第4話 リライフ (前編)
どこにでもいる
趣味はネトゲと同人誌で、仕事が休みの日は一日中ゲームしたり、
たまに飲みに出たりもする。
自分でも思うが、明るく喋るムードメーカー的な人間ではなく、
かと言って教室の隅で本を読んでるような暗い人間というわけでもない。
どこにでもいる絵に描いたような普通の人間。
そう、言うならば量産型。
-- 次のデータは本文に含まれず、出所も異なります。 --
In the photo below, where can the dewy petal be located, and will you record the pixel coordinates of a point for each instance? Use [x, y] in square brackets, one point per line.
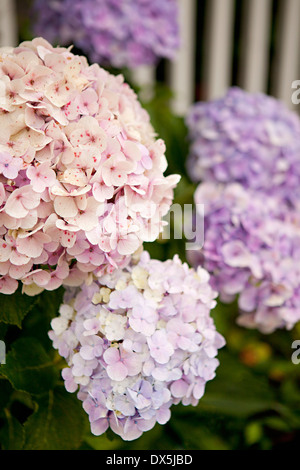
[65, 206]
[117, 371]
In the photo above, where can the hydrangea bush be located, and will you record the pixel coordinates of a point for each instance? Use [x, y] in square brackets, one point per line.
[249, 138]
[119, 33]
[82, 182]
[251, 250]
[137, 341]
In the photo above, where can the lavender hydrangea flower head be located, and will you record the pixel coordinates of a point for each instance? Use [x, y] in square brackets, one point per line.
[252, 252]
[82, 182]
[252, 139]
[120, 33]
[138, 341]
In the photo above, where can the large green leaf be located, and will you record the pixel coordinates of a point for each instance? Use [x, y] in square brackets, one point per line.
[29, 368]
[14, 307]
[12, 434]
[57, 424]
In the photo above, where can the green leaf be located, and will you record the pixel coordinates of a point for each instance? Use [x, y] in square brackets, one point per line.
[236, 390]
[12, 434]
[29, 368]
[14, 307]
[57, 424]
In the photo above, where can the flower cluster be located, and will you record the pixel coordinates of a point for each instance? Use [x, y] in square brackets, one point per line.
[82, 181]
[252, 139]
[121, 33]
[137, 341]
[252, 250]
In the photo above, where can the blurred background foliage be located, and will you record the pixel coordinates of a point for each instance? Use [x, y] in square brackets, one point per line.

つまりザクのような人間だ。
友達が多いわけでもなく少ないわけでもない、
人気者でもなければこれといって人から嫌われることもない。
小学校から高校まで何をしたわけでもなくただ漠然と過ごし、
なんとなく大学に入り、普通の会社員として社会に出た。
ここまではごくごく普通の人生なのだが、
ひとつだけ普通の人とは違うところがある。
そう、恋愛経験だ。
大体の人は高校生、あるいは大学生くらいの頃には
彼氏彼女を作って青春を
学校からの帰り道に手を繋ぎながら一緒に帰ったり、
休みの日には2人で遊園地に行ったりしてお互いの時間を共有し合う。
しかし俺の場合は違った。
もちろん俺だって今まで好きな人がいたことくらいはある。
ただ、その子とは絶対に結ばれない運命だった。
そりゃそうだ。だって俺が初めて好きになった女の子は・・・
"ゲームの中のキャラクター"なのだから。
それ以来、俺はゲームに没頭してしまった。
結果、22歳 彼女いない歴=年齢の出来上がりとなってしまったわけだ。
そんな俺の平凡で退屈な人生に・・・事件が起きた。
ある週末、会社の同僚である鳴海とガールズバーに飲みに行った帰りに
不運にも通り魔を目撃してしまった。
当然、俺なんかがかなうわけでもなく逃げ切れるわけでもなく、
その場で殺されてしまった。
22歳 恋愛経験なし。無念にも俺の人生はこんなところで終わるのか
そう思ったとき・・・カミサマが現れた。
このカミサマはどうやら俺に第二の人生を与えてくれるらしい。
そして俺の今まで集めてきたエロゲや同人誌を対価に
"俺の望む世界"での人生を送らせてくれるらしい。
「MMORPGみたいな世界で俺がヒーローになれてハーレムな世界」
俺が望んだのは、誰もが一度は憧れるようなこんな都合のいい世界だった。
そんなわけで一度に色々なことがありすぎたせいか、
俺はすぐに気を失ってしまっていたようだ。